Responses from managers and employees in the study further highlight the benefits of the hybrid model. Supervisors at BRAC rated the performance from the intermediate work-from-home category as being of higher quality based on a seven-point scale ranging from “unsatisfactory” to “excellent.” Three months after the experiment, workers in the intermediate category received higher wage increases compared to their peers. Workers in the intermediate category also expressed greater job satisfaction, he said, “reporting both an increase in work-life balance and the least sense of professional isolation, compared to the two other groups.”
But will the findings from the summer of 2020 based on one non-governmental organization in Bangladesh hold up elsewhere? Choudhury, citing earlier studies, thinks the basic principle that working from home doesn’t reduce, and might even boost, productivity still applies. He points to a 2017 report by Stanford researchers that found call center workers in a Chinese travel agency were more productive, and experienced greater job satisfaction, when working remotely. Similarly, Choudhury’s pre-pandemic study of U.S. patent workers found a 4.4 percent increase in productivity when the workers were allowed to work from anywhere. His latest study is the first of its kind, he believes, to measure hybrid schedules and worker performance based on jobs that routinely require collaboration. “If you’re working in a team,” he said, “then you have to balance flexibility and isolation. And I think what we are showing is that some kind of mix is the ideal.”
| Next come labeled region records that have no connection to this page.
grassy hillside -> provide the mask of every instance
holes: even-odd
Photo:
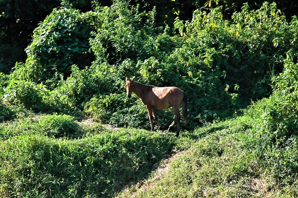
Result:
[[[287,66],[272,95],[243,115],[195,130],[205,136],[160,177],[153,174],[144,187],[133,186],[119,197],[297,197],[297,69]]]
[[[0,197],[297,197],[297,16],[265,2],[161,24],[123,0],[63,2],[0,72]],[[147,130],[134,76],[187,94],[179,138]],[[164,128],[172,111],[157,112]]]

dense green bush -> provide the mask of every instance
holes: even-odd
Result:
[[[14,114],[13,111],[9,107],[0,103],[0,123],[13,119]]]
[[[79,126],[74,118],[66,115],[53,115],[41,116],[38,124],[49,136],[75,137]]]
[[[253,10],[245,4],[231,21],[224,18],[220,8],[208,13],[197,10],[191,21],[176,20],[179,34],[155,25],[154,9],[139,9],[118,0],[85,14],[54,10],[35,31],[27,62],[17,64],[11,76],[45,86],[17,86],[28,93],[20,91],[15,103],[39,100],[46,107],[34,107],[39,110],[84,112],[113,124],[142,127],[148,123],[145,107],[124,93],[125,76],[135,75],[143,83],[185,91],[191,129],[269,96],[271,79],[282,71],[286,52],[297,51],[297,19],[287,21],[274,3]],[[83,45],[79,53],[76,48]],[[15,89],[7,90],[11,96]],[[159,114],[162,122],[170,123],[170,111]]]
[[[36,85],[25,80],[11,80],[5,90],[4,99],[13,105],[21,104],[28,108],[39,111],[47,109],[42,98],[47,93],[42,83]]]
[[[55,73],[69,76],[70,66],[81,68],[90,65],[93,55],[89,40],[93,27],[91,13],[62,8],[54,9],[33,32],[32,42],[26,49],[28,74],[36,82],[54,77]]]

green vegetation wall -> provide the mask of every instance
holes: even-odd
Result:
[[[275,3],[252,11],[244,4],[230,20],[220,7],[197,10],[191,21],[176,19],[173,28],[156,26],[155,9],[125,1],[95,10],[61,7],[40,24],[26,62],[10,75],[6,101],[146,128],[145,107],[125,97],[125,77],[136,76],[184,91],[191,128],[269,96],[287,52],[297,51],[297,19],[287,21]],[[170,110],[158,113],[165,125],[172,121]]]

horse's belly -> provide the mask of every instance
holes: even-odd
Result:
[[[170,102],[167,100],[162,100],[160,102],[156,102],[153,104],[153,106],[159,109],[165,109],[170,106]]]

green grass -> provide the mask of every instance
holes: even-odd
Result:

Above all, Choudhury stresses that this study is a starting point, and he encourages other organizations to use the model to “run their own experiments.” A limitation of this research, he acknowledges, is the absence of an objective measure of productivity. And he notes hybrid work schedules will likely differ depending on the team, the nature of the task, and even the country where the work is being done. He hopes other researchers will also examine the effect of hybrid work in various contexts and its impact on mentoring relationships.
“With our study, we are starting a conversation,” Choudhury said. “We’ve outlined how such an experiment can work, and how to measure outcomes,” he added. “So, if I was Aetna health or Prudential, or any company in the world, I could run my own 10-week experiment now and find what the sweet spot is.”